Ada pengalaman yang tak terlupakan olehnya. Pada April 1988, Doni yang baru tiga tahun lulus dari Akademi Militer lolos dari serangan roket karena bersembunyi dalam lubang di bawah sebuah pohon besar.
“Saya bisa selamat karena ada pohon besar. Jadi saya berutang budi pada pohon-pohon itu,” ujarnya.
Sejak itu ia selalu berupaya melakukan penghijauan di mana pun bertugas. Dimulai dengan menanam pohon di Asrama Brigif Para Raider III/Tri Budi Sakti Kostrad yang tandus, di Kariango, Sulawesi Selatan. Dilanjutkan dengan pembibitan Trembesi, serta menanamnya di banyak tempat di Sulawesi Selatan termasuk di Lapangan Karebosi dan Bandara Sultan Hasanuddin.
Setelah pindah ke Paspampres di Jakarta, ia membuat kebun bibit trembesi di Cikeas akhir November 2008. Pada peringatan Hari Kemerdekaan Republik Indonesia tanggal 17 Agustus 2009, bibit trembesi itu dibagikan di Istana Merdeka.
Selanjutnya, tahun 2010 Doni mengembangkan kebun bibit di Rancamaya. 100.000 bibit trembesi ditanam di wilayah Bogor, Cianjur dan Sukabumi, dan DKI Jakarta termasuk di sepanjang Kota Kudus, Jawa Tengah.
Kemudian 100.000 bibit Sengon dibagikan secara gratis kepada masyarakat termasuk warga terdampak erupsi Gunung Merapi di Yogyakarta dan Jawa Tengah.

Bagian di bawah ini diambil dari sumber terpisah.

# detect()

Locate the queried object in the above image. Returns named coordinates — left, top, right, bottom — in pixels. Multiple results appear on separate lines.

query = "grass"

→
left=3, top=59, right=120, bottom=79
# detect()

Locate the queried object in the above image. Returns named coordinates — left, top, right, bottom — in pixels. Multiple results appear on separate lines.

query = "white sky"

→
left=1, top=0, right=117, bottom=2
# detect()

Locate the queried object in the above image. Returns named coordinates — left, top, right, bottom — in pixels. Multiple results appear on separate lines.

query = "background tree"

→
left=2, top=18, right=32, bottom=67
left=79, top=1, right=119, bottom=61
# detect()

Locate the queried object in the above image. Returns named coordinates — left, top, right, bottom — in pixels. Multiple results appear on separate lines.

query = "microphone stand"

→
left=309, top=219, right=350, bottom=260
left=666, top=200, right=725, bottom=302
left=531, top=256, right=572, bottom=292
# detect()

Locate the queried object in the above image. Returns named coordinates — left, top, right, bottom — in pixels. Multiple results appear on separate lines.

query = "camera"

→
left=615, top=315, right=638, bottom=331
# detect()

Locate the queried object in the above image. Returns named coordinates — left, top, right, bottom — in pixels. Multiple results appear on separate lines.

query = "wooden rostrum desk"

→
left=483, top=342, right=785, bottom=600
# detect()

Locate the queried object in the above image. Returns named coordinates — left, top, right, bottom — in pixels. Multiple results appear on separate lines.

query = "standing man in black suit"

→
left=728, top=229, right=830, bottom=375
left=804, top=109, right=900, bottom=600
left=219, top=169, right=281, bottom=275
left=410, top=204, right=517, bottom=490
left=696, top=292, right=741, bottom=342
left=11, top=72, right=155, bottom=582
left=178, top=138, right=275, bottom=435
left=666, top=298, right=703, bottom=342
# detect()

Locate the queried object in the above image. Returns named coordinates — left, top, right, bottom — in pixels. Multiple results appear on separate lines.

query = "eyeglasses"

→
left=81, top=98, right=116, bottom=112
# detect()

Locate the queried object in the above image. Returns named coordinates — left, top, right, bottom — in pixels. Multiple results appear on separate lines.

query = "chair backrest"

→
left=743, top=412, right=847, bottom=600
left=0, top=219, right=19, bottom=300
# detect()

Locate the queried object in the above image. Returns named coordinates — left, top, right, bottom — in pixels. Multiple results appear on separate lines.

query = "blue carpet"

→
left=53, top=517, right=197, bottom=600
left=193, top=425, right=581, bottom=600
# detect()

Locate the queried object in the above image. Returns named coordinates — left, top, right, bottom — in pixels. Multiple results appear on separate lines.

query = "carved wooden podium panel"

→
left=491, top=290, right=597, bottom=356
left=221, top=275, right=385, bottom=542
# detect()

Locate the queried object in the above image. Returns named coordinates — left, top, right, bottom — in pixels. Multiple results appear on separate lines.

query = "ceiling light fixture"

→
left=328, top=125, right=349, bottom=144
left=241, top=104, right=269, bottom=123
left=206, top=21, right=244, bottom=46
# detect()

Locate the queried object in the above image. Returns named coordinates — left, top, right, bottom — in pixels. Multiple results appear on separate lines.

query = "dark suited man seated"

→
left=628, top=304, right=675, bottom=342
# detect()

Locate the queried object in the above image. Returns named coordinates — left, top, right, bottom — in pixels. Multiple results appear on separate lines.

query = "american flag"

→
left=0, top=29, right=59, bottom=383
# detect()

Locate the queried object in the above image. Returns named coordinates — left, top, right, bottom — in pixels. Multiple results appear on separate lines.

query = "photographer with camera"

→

Setahun kemudian, ia mendirikan Paguyuban Budiasi di Sentul di lahan pinjaman milik alm. Ketut Masagung. Budiasi kependekan dari Budidaya Trembesi, nama pemberian Susilo Bambang Yudhoyono, Presiden Republik Indonesia saat itu.
“Sampai hari ini Paguyuban Budiasi telah memproduksi lebih dari 20 juta pohon, terdiri dari 150 jenis pohon termasuk tanaman langka, yang dibagikan ke berbagai daerah termasuk Timor Leste,” kata Doni.